At the start of a new decade, many commentators are understandably focused on the health of the global economy. GDP growth this decade most likely will be lower than during the teens, barring a notable improvement in productivity in the West and China, or a sustained acceleration in India and the largest African economies.
Until we have final fourth-quarter data for 2019, we won't be able to calculate global GDP growth for the 2010-2019 decade. Still, it is likely to be around 3.5% per year, which is similar to the growth rate for the 2000s, and higher than the 3.3% growth of the 1980s and 1990s. That slightly stronger performance over the past two decades is due almost entirely to China, with India playing a modestly expanding role.

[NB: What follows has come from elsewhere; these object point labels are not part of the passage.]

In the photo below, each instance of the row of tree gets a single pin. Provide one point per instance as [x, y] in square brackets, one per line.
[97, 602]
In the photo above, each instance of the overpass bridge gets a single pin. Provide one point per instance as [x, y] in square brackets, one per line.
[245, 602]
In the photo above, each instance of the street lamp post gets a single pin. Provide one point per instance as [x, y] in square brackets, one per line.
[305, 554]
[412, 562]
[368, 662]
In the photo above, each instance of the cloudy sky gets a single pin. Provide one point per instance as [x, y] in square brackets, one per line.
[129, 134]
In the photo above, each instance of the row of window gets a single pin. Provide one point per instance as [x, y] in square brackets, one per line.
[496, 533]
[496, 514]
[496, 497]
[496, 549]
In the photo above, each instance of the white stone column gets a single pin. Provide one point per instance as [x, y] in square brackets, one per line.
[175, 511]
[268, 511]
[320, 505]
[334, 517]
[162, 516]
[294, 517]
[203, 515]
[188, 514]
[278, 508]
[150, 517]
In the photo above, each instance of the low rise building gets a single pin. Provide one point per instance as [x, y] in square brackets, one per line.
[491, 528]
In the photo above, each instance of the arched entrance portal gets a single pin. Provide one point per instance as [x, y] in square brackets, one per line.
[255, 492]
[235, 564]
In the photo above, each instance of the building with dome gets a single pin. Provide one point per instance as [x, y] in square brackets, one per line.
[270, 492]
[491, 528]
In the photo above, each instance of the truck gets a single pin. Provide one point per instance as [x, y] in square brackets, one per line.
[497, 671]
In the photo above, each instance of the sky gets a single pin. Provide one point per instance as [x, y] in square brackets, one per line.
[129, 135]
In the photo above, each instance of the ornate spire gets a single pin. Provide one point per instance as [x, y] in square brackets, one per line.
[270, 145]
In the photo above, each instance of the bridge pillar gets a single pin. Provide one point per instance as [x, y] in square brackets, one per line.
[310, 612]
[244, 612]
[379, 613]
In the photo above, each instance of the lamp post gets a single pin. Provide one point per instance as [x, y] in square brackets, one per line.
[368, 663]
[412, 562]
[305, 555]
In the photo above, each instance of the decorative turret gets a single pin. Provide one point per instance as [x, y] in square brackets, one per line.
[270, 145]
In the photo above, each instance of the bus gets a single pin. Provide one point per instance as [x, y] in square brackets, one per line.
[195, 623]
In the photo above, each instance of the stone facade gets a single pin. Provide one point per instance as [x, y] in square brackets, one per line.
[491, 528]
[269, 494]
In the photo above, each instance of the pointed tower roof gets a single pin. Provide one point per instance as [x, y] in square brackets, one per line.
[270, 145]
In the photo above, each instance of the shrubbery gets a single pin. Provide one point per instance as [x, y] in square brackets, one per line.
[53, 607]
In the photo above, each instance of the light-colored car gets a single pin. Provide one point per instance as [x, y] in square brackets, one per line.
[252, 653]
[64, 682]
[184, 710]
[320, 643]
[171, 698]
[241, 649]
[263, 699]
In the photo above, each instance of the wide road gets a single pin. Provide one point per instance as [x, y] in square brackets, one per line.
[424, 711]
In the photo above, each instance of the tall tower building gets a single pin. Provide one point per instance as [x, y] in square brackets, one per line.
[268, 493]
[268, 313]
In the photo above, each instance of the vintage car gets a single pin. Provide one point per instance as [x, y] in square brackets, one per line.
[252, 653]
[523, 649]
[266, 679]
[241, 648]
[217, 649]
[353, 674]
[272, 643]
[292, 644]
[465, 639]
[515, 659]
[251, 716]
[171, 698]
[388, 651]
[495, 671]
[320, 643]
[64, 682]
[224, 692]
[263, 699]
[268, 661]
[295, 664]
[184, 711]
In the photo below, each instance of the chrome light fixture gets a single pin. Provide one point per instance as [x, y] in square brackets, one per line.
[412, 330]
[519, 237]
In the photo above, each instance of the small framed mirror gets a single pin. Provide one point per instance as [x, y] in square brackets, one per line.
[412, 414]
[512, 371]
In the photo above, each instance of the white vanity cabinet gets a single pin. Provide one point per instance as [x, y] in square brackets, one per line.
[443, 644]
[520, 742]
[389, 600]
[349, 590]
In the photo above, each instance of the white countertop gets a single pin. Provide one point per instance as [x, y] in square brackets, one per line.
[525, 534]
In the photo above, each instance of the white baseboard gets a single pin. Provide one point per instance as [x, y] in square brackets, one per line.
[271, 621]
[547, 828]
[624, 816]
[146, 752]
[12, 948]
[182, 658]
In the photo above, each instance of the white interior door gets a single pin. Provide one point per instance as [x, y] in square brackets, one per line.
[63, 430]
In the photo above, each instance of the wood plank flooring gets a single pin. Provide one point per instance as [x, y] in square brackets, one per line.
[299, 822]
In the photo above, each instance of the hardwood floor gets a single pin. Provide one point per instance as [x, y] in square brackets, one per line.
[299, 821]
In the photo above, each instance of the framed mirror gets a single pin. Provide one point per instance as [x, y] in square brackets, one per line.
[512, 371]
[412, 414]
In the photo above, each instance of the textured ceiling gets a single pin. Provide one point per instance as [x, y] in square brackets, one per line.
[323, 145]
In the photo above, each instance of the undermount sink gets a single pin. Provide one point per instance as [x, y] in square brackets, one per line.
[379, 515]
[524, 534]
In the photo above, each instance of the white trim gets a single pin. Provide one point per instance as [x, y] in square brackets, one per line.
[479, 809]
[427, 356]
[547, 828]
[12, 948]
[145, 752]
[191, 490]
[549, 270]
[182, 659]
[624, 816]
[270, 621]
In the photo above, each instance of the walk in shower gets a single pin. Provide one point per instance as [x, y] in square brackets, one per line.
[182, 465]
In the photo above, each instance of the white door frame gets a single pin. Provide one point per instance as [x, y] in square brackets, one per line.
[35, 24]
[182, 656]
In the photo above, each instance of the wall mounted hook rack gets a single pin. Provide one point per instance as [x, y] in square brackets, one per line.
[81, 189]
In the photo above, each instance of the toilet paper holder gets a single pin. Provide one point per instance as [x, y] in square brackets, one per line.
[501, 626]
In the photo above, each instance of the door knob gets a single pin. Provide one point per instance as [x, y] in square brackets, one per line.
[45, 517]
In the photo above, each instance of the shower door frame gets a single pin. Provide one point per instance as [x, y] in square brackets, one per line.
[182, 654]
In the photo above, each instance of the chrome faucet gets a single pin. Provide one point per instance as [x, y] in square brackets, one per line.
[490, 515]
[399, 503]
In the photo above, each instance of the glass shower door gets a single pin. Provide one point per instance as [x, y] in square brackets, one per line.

Average annual growth of 3.5% for 2010-2019 means that many countries fell short of their potential. In principle, global GDP could have increased by more than 4%, judging by the two key drivers of growth: the size of the workforce and productivity. In fact, the 2010s could have been the strongest decade of the first half of this century. But it didn't turn out that way. The European Union endured a disappointing period of weakness, and Brazil and Russia each grew by much less than in the previous decade.
The prospects for the coming decades are not as strong.
China's labor-force growth is now peaking, and the populations of Japan, Germany, Italy, and other key countries are aging and in decline. True, some countries and regions that underperformed in the teens could now catch up; but much will depend on the realization of several positive developments.